Wildlife sanctuary in Bangladesh

Chunati Wildlife Sanctuary is an IUCN Category IV protected area located close to the village of Chunati in the Chittagong District of the Chittagong Division in southeastern Bangladesh.

==History==
The Sanctuary was established in 1986 through Gazette Notification XII/For-I/84/174. Covering nearly 7764 hectares, the predominant vegetation was originally garjan forest, but illegal logging and encroachment for cultivation resulted in a fragmented and degraded habitat. By 2003, secondary scrub covered approximately 44% of the Sanctuary, but various replanting projects have been undertaken with donor support.

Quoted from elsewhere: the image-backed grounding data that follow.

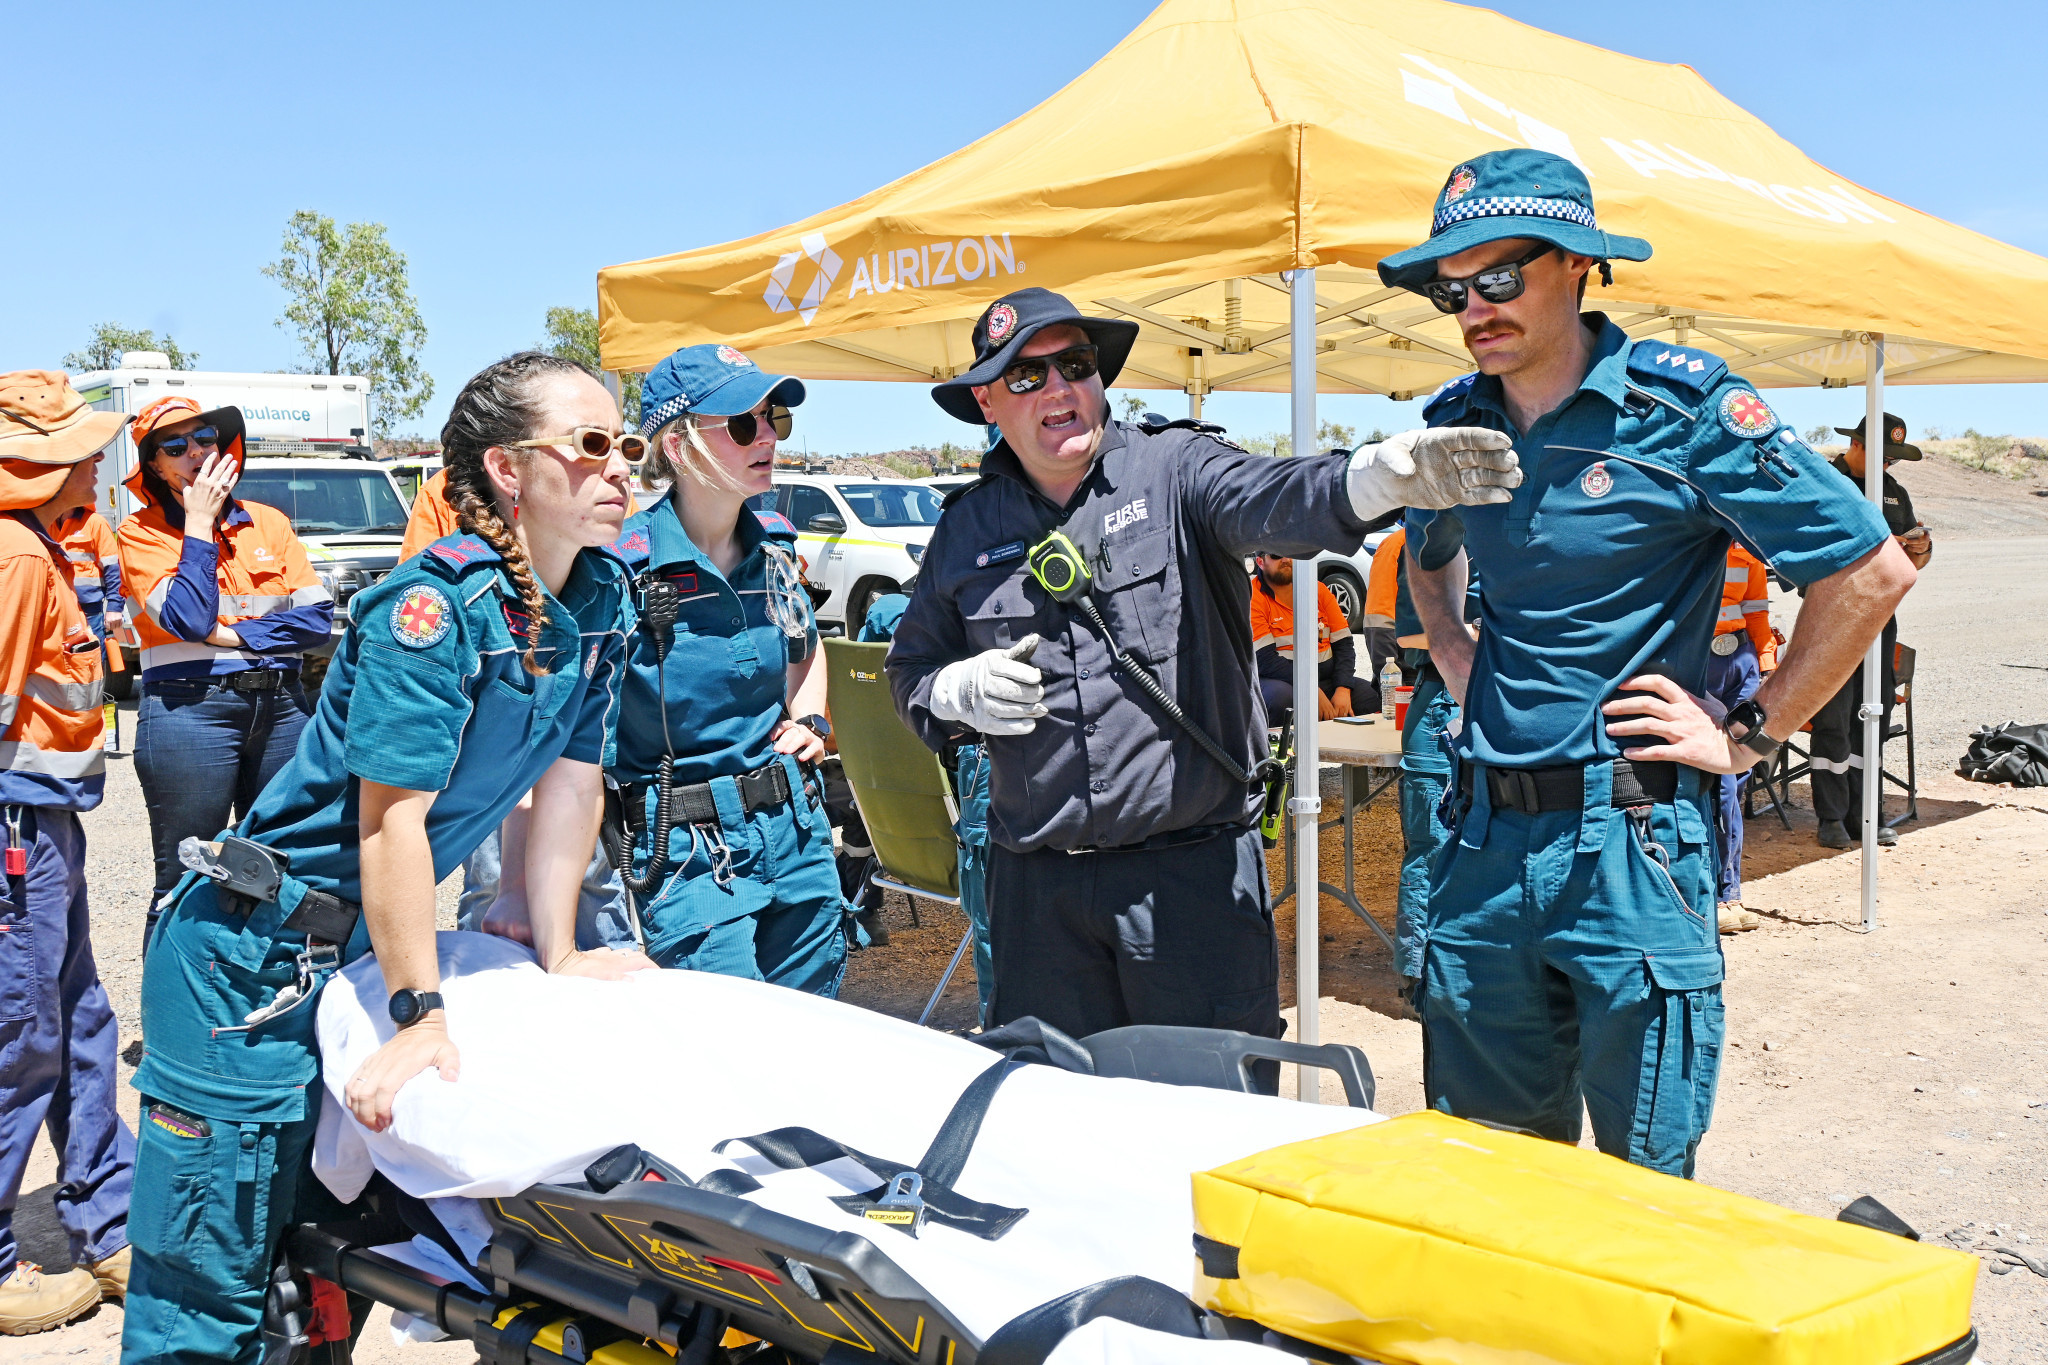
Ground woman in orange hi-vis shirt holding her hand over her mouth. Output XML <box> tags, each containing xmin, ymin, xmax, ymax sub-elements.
<box><xmin>117</xmin><ymin>397</ymin><xmax>334</xmax><ymax>952</ymax></box>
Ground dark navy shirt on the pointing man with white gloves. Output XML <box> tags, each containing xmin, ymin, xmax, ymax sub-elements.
<box><xmin>887</xmin><ymin>422</ymin><xmax>1366</xmax><ymax>853</ymax></box>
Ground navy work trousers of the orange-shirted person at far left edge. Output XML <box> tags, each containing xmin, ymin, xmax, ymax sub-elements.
<box><xmin>0</xmin><ymin>806</ymin><xmax>135</xmax><ymax>1277</ymax></box>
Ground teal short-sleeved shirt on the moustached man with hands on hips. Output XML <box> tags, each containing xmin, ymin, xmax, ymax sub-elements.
<box><xmin>1407</xmin><ymin>313</ymin><xmax>1890</xmax><ymax>767</ymax></box>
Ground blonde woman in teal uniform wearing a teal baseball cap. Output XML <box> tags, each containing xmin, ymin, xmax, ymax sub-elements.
<box><xmin>612</xmin><ymin>346</ymin><xmax>848</xmax><ymax>995</ymax></box>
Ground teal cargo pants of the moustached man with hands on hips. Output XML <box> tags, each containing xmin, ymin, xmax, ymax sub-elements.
<box><xmin>1417</xmin><ymin>763</ymin><xmax>1724</xmax><ymax>1177</ymax></box>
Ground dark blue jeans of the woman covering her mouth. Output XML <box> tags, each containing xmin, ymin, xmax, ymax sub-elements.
<box><xmin>135</xmin><ymin>673</ymin><xmax>311</xmax><ymax>952</ymax></box>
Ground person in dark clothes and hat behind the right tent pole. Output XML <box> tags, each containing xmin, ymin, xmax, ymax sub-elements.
<box><xmin>1812</xmin><ymin>413</ymin><xmax>1933</xmax><ymax>849</ymax></box>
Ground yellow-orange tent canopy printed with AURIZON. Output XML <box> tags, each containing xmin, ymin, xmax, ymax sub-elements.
<box><xmin>598</xmin><ymin>0</ymin><xmax>2048</xmax><ymax>399</ymax></box>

This was the first wildlife sanctuary in Bangladesh. There are 15 villages in and around the Sanctuary. The Sanctuary is home to several endangered timber species.

==Wildlife==
Chunati Wildlife Sanctuary is a major corridor for the movement of Asian elephant between Bangladesh and Myanmar. There are 20 key elephant crossing points in and around the sanctuary. It is a major habitat for Asian elephants and home to at least 372 species of birds, mammals and amphibians. Mammal species in the Sanctuary include muntjac deer, fishing cat, wild boar and Malayan porcupine. Birds include the black-rumped flameback, coppersmith barbet,
chestnut-headed bee-eater, Asian green bee-eater, greater coucal, house swift, spotted dove, black drongo, jungle myna and Asian pied starling

==Administration and protection==
The park is under the jurisdiction of Bangladesh Forest Department of the Ministry of Environment and Forest (MoEF)(Now known as Ministry of Environment, Forest and Climate Change or MoEF&CC), and is managed by them in cooperation with local communities. The community patrols are led by women in green saris. They are from the local community and are funded by U.S. Agency for International Development and Germany's development agency GTZ. They receive stipends of $50 for their service.